It broke the OS such that I couldn’t get pass the login screen.
In case I’m not installing the drivers using the right procedure- I’m doing the same steps as suggested here https://askubuntu.com/questions/66328/how-do-i-install-the-latest-nvidia-drivers-from-the-run-file

Update 4: Got the 387 driver using apt-get,since that’s the one the cuda installer wanted to install (but failed). Everything is working for me now.

Summary: It seems to me that there might be some issues with the drivers provided by the website and/or back compatibility issues when it comes to the drivers/cuda.
Either way, It will be awesome if you can make the installation for both the drivers and cuda easier :)

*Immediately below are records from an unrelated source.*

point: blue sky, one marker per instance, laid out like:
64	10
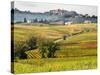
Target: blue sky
43	7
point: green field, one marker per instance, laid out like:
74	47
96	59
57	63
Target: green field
77	51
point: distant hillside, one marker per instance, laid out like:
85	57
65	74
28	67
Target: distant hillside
51	16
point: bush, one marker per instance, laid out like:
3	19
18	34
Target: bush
20	47
48	48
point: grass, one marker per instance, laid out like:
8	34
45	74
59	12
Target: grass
76	52
55	64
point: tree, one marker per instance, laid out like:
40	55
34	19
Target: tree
25	20
21	47
35	20
64	37
31	43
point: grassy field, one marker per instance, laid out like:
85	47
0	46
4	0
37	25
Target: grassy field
55	64
77	51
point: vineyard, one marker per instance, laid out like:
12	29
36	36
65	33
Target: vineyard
77	51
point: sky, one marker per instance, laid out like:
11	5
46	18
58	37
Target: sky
44	7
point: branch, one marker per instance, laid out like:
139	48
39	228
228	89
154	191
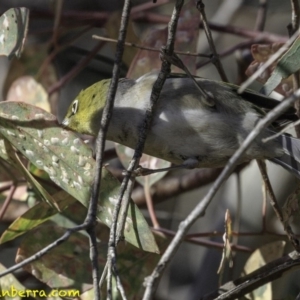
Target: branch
200	209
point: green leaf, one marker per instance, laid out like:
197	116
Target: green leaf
35	216
287	65
13	31
69	163
11	288
74	270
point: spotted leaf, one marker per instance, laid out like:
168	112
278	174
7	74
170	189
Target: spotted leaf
69	163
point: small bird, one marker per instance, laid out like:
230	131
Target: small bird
185	130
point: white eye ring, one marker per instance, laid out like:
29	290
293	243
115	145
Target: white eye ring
75	107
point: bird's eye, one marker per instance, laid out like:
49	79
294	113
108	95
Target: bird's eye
75	107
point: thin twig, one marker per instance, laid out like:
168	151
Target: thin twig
205	242
216	59
199	210
173	186
157	87
295	15
44	251
264	207
238	288
100	143
296	76
272	59
149	203
105	39
261	15
8	200
275	205
277	134
56	26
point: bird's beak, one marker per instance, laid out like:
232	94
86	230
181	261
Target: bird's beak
65	122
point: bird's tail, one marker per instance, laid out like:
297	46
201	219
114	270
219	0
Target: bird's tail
290	160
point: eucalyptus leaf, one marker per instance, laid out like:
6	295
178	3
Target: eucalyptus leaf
69	163
13	31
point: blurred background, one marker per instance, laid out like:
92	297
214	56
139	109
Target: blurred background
66	59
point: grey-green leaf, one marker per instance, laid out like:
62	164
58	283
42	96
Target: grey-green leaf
13	31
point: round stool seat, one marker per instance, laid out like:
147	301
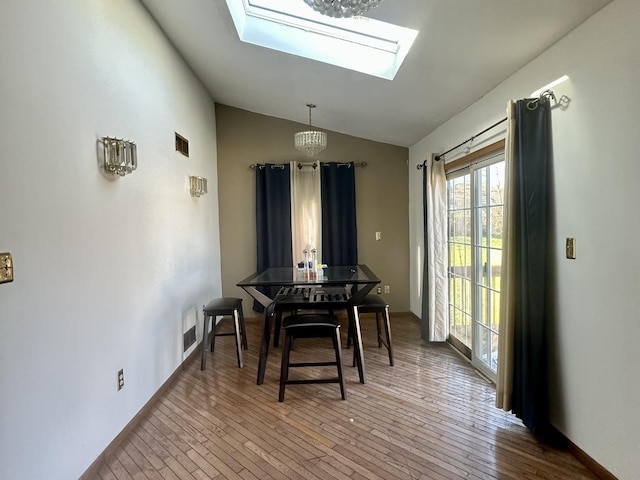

Somehow CUDA corrupts the kernel starting up.
The fix below worked for me

https://www.eriksmistad.no/fix-nvidia-driver-for-linux-kernel-4-13-on-ubuntu/

Same problem for me also :

Cuda doesn’t support GCC 5.4.0.
http://docs.nvidia.com/cuda/cuda-installation-guide-linux/index.html

I think need to downgrade from GCC 5.4.0 to GCC 5.3.1 in ubuntu 16.04.
I haven’t solved issue yet :(

$ ./mnistCUDNN

cudnnGetVersion() : 7005 , CUDNN_VERSION from cudnn.h : (7005) (7.0.5)
Cuda failurer version : GCC 5.4.0
Error : unknown error
error_util.h:93
Aborting…

Ubuntu 16.04.9 : Ubuntu 5.4.0-6ubuntu1 : GCC 5.4.0
CUDA Toolkit 9.1
Python3.6.4